Self-Attention Boosts Heterogeneous User Behavior Modeling for Recommendations

Research Background

Understanding users through their diverse behaviors is essential for personalized services. As platforms record increasingly varied actions, they need to fuse heterogeneous behavior data to better comprehend users.

In Alibaba's full‑scope marketing, integrating all user ecosystem behaviors is crucial, yet handling heterogeneous data remains challenging.

This work introduces a general user representation framework that groups different behavior types, maps them into distinct subspaces, and applies self‑attention to model inter‑behavior influence, validated on recommendation tasks.

Related Work

Traditional heterogeneous behavior modeling relies on manual feature engineering, focusing on aggregated or non‑sequential ID features.

Single‑behavior sequence modeling typically uses RNNs (LSTM/GRU) or CNN+Pooling, which suffer from limited parallelism and inability to retain specific behavior details.

Heterogeneous data representation learning often depends on strong supervision (e.g., image captioning), which is absent in our scenario.

ATRank Scheme

The overall framework consists of a raw feature layer, semantic mapping layer, self‑attention layer, and target network.

1. Behavior Grouping Each user action is a triple (type, target, time). Actions are grouped by target entity (e.g., product, coupon, keyword). The encoding of a behavior is the sum of target embedding, discretized time lookup, and action‑type lookup.

2. Semantic Space Mapping Heterogeneous behaviors are linearly projected into multiple semantic subspaces (analogous to RGB channels), enabling comparable semantics across different behavior types.

3. Self‑Attention Layer Self‑attention transforms each behavior from an objective representation to a memory‑aware one, allowing multi‑layer attention to capture higher‑order influences.

4. Target Network Depending on downstream tasks (e.g., click‑through prediction), the target network combines the predicted behavior embedding with the user representation via vanilla attention and feeds it to a ranking network.

Offline Experiments

We evaluated the framework on the Amazon purchase behavior dataset.
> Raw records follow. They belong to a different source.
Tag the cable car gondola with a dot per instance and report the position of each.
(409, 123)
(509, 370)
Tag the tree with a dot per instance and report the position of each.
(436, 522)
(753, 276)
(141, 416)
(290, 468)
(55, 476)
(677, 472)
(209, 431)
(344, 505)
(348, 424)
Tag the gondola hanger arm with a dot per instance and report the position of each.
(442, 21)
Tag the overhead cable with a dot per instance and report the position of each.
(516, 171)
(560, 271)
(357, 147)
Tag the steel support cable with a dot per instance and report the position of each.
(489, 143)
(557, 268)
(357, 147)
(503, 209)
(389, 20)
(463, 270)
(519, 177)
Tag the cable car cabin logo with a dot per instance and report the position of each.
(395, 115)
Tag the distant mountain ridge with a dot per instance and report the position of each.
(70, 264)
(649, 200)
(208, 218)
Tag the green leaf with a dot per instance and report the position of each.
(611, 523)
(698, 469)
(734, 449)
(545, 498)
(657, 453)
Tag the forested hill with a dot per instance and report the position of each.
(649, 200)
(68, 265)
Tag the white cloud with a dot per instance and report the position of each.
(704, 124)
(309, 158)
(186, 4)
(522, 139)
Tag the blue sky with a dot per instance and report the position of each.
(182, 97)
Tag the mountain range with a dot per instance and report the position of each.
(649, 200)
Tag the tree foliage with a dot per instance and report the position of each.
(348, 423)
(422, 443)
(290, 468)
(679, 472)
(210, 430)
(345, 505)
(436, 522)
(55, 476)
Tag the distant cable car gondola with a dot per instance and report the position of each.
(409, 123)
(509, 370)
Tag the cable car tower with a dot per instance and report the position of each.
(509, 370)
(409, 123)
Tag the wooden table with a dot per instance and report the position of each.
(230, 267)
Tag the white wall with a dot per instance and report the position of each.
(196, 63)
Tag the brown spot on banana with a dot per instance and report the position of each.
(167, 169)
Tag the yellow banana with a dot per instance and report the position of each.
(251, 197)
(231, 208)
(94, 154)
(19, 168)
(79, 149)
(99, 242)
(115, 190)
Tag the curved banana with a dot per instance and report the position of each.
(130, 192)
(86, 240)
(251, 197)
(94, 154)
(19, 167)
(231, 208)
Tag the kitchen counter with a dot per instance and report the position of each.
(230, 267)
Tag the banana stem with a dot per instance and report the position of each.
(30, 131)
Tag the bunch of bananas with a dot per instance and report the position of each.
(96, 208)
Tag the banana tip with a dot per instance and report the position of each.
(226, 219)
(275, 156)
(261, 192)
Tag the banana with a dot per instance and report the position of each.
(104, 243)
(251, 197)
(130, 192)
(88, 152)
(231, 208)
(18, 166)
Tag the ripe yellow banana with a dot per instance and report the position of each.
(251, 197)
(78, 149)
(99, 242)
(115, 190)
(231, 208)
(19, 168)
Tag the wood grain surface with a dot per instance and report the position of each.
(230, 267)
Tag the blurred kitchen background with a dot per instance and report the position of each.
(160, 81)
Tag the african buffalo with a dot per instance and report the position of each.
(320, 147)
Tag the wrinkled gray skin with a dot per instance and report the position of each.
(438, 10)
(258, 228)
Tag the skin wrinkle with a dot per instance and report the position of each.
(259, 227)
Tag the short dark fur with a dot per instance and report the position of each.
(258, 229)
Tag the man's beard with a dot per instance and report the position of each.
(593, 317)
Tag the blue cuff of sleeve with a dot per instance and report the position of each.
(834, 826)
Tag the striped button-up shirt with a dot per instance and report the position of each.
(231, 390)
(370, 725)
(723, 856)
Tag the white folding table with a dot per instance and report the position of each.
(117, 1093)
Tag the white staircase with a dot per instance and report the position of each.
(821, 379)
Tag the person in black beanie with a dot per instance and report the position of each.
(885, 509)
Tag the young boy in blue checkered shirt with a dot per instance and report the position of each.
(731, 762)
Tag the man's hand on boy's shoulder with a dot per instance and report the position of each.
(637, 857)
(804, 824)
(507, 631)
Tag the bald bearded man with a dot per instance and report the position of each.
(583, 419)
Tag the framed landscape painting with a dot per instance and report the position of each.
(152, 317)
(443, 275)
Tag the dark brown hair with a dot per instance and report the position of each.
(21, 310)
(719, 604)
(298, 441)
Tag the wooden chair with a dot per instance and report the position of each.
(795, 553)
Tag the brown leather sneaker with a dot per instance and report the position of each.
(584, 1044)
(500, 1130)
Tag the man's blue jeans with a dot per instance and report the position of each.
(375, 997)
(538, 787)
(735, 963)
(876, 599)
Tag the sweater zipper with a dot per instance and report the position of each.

Training converged faster than CNN/LSTM baselines, and average AUC improved slightly.

Conclusion: self‑attention with time encoding can replace CNN/LSTM encoders, achieving up to 4× faster training and comparable or better recommendation performance.

Case Study

We visualized attention scores across semantic spaces on the Amazon dataset, revealing distinct focus patterns per space, such as category‑specific attention in certain subspaces.

Multi‑Task Learning

We trained on three heterogeneous behaviors (purchase click, coupon claim, keyword search) simultaneously, comparing seven training modes (single‑behavior, multi‑model, all‑in‑one). The all‑in‑one multi‑task setting achieved the best overall performance, demonstrating the framework’s ability to leverage additional behavior data.

Conclusion

We presented a universal user representation framework that fuses heterogeneous behavior sequences and validated its effectiveness in recommendation tasks. Future work aims to incorporate richer commercial scenarios and data to build a flexible, extensible user representation system for superior personalization.